Before millions of followers. Before stadiums. Before she became Tate McRae™ and you became Tate McRae’s twin.
“She’s here!” someone called from the front hall, and you already felt your breath catch in your throat.
It was like a storm rolling in—excitement swirled and shifted through the room. Heads turned, voices raised, camera phones appeared like magic.
Tate entered with no fanfare, baseball cap low over her forehead, sunglasses halfway tucked into the collar of her tank top, clutching a Tupperware of her signature pasta salad. She tried—really tried—to come in quiet. She even nudged her hip into yours when she passed and said, “You wore that shirt I love.” Softly, privately.
You smiled. But the wave had already started.
“Aghhh, she’s so much taller in person!”
“She’s got that celebrity glow, doesn’t she?”

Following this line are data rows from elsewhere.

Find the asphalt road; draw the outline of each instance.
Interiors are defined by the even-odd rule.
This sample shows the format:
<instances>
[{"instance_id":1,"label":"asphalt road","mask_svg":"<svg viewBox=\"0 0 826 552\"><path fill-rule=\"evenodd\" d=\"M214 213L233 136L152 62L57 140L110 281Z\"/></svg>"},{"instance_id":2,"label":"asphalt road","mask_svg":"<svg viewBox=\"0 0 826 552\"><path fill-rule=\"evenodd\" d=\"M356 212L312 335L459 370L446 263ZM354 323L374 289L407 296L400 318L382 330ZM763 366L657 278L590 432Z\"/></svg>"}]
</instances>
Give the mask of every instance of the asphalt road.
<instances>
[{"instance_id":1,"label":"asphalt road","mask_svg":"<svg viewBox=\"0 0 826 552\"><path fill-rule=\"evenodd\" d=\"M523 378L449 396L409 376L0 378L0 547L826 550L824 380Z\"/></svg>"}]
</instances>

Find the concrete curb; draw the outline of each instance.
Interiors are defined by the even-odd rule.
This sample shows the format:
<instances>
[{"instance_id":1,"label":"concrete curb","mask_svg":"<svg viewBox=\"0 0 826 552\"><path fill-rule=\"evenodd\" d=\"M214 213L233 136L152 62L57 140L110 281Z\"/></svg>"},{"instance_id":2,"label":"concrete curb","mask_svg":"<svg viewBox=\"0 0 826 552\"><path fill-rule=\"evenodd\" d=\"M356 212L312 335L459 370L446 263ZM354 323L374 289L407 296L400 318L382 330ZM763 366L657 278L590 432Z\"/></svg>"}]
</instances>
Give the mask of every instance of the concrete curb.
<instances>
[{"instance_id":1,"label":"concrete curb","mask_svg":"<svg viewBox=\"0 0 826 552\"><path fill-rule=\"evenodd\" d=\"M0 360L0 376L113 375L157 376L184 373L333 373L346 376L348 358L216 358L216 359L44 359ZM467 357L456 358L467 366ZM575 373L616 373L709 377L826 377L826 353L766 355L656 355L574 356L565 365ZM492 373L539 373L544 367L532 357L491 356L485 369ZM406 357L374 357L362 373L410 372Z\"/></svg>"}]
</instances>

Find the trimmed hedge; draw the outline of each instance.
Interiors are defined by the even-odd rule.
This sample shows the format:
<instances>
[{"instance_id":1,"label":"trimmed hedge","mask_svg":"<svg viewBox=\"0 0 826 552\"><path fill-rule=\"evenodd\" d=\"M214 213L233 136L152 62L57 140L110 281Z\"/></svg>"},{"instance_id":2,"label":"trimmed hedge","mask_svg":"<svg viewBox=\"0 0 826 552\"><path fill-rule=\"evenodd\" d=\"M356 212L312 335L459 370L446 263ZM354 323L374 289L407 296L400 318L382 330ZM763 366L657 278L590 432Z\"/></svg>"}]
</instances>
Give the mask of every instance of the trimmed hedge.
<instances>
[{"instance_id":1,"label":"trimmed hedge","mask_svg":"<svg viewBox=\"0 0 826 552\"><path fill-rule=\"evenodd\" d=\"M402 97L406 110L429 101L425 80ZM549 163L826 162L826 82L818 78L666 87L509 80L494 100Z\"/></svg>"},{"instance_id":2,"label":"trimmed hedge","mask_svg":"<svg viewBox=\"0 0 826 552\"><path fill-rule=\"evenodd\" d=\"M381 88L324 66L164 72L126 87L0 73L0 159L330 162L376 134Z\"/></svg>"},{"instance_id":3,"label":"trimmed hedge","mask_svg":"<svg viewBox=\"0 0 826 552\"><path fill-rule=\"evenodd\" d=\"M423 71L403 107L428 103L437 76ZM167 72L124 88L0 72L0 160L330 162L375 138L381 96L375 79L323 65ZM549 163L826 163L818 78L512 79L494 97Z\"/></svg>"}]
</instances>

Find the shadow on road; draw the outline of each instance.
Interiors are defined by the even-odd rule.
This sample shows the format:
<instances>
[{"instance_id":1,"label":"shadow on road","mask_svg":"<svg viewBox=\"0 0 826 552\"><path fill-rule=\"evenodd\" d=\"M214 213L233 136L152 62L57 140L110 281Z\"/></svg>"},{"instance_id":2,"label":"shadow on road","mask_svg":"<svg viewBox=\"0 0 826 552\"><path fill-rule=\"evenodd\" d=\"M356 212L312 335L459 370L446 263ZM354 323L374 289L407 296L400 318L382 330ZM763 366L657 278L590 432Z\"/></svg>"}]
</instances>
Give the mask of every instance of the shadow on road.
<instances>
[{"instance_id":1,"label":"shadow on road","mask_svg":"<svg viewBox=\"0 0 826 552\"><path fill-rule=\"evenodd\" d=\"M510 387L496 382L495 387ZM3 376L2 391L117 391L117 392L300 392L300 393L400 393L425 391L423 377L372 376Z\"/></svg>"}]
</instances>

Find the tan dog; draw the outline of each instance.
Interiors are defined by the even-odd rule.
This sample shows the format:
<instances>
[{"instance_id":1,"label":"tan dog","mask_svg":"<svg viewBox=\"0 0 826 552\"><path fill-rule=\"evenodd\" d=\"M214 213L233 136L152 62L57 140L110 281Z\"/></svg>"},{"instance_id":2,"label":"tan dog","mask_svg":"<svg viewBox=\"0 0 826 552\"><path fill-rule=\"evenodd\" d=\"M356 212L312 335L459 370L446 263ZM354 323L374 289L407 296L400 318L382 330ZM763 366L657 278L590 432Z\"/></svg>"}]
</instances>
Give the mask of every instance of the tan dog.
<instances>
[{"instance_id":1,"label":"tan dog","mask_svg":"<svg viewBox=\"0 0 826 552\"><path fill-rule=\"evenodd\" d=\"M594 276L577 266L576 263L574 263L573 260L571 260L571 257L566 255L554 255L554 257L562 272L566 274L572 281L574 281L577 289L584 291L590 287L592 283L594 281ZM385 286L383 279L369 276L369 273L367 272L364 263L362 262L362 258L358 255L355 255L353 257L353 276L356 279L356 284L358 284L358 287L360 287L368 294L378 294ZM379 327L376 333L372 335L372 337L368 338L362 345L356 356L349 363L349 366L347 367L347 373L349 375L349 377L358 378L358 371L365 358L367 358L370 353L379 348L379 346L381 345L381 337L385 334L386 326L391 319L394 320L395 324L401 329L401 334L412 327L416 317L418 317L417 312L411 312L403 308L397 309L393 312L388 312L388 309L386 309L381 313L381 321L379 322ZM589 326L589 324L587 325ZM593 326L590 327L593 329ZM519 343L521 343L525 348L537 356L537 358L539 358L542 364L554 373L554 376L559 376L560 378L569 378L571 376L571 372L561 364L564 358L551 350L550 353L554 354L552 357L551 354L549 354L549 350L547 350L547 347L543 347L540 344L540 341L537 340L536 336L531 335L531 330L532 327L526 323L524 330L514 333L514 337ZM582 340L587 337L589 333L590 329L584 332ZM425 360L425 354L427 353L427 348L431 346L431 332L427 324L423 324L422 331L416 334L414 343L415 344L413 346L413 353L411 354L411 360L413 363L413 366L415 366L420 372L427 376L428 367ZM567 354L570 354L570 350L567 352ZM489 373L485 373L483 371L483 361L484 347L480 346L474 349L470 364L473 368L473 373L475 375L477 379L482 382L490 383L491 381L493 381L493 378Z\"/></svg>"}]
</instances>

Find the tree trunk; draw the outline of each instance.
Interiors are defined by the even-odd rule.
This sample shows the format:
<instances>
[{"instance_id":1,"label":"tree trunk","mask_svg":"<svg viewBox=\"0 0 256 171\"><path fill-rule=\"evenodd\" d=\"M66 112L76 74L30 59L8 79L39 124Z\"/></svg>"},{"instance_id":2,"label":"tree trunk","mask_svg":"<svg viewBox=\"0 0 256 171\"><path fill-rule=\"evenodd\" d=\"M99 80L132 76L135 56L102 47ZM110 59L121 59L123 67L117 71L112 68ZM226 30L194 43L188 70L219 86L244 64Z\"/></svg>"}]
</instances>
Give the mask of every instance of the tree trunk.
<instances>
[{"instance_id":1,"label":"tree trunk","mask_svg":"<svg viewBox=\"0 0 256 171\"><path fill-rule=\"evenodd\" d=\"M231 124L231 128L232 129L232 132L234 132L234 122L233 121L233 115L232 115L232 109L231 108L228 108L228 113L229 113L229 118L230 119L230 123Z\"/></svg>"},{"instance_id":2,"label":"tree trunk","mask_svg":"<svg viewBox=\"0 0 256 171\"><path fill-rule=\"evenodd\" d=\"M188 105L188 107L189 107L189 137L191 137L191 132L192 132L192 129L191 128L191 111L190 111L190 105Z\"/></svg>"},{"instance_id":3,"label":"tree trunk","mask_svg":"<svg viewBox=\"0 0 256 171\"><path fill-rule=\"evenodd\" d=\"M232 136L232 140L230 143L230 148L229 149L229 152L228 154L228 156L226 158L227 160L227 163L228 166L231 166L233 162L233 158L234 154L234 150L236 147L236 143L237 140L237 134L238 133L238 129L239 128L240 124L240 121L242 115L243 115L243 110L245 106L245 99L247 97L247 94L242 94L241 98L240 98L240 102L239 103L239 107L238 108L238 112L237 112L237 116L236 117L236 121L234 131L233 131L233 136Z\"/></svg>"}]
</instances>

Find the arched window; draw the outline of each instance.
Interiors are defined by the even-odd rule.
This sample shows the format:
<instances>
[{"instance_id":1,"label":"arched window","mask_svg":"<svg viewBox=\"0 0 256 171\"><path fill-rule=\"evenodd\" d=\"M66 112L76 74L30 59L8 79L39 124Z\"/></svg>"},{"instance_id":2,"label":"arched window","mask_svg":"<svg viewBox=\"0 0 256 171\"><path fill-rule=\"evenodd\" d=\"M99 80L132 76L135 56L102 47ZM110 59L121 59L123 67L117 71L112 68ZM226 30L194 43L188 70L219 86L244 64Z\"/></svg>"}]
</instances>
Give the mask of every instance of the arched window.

“Can I get a selfie real quick?”
And just like that, she was swallowed whole by a sea of uncles and second cousins and people you barely remembered sharing Christmas with. Her pasta salad ended up abandoned on the counter, untouched. Everyone wanted a piece of her, as always. Even when she didn’t want to be the center, she was the sun.
You took a long sip of your drink and turned to head outside.
It was your house. Your backyard. Your guest list. But it didn’t feel like yours anymore.
You found refuge by the fire pit, poking at charred wood with a stick, the crackle of embers louder than the low chatter from inside. You didn’t mind being second. You never said you minded. But sometimes it felt like being second wasn’t even yours to choose.
“Hey.” Her voice behind you, hushed, careful.
You didn’t look up. “Shouldn’t you be inside charming the universe?”
She sat down beside you on the ground, crossed her legs, and leaned back on her palms. “I tried to not make it a big thing.”
“I know.”
“I came in late on purpose. Didn’t wear makeup. Literally brought pasta salad.”
You huffed out a laugh. “It was a noble attempt.”
A long silence stretched between you, soft and a little heavy.
Tate sighed. “You know what sucks?”
“What?”
“That they ask you about me more than they ask you about you. I hear it. Every time.”
You looked at her then. Same eyes. Same cheekbones. Same dimple in the left cheek. But hers was always captured in slow-motion, drenched in spotlight. Yours was… real-time. Unfiltered. Quiet.
“I’m not mad at you,” you said finally. “Just tired.”
She nodded. “Tired of living in the echo of my name.”
That made your chest tighten.
“I don’t want to be the reason you feel small,” she whispered.
You shook your head. “You didn’t do anything wrong. You worked your ass off and got everything you deserve. But sometimes… I wish they saw us as two people, you know? Two different people.”
Tate leaned over, resting her head on your shoulder. “You’re better than me at like—twenty different things. Seriously. You’re funnier. You’re more patient. You remember birthdays. I forget what day it is half the time.”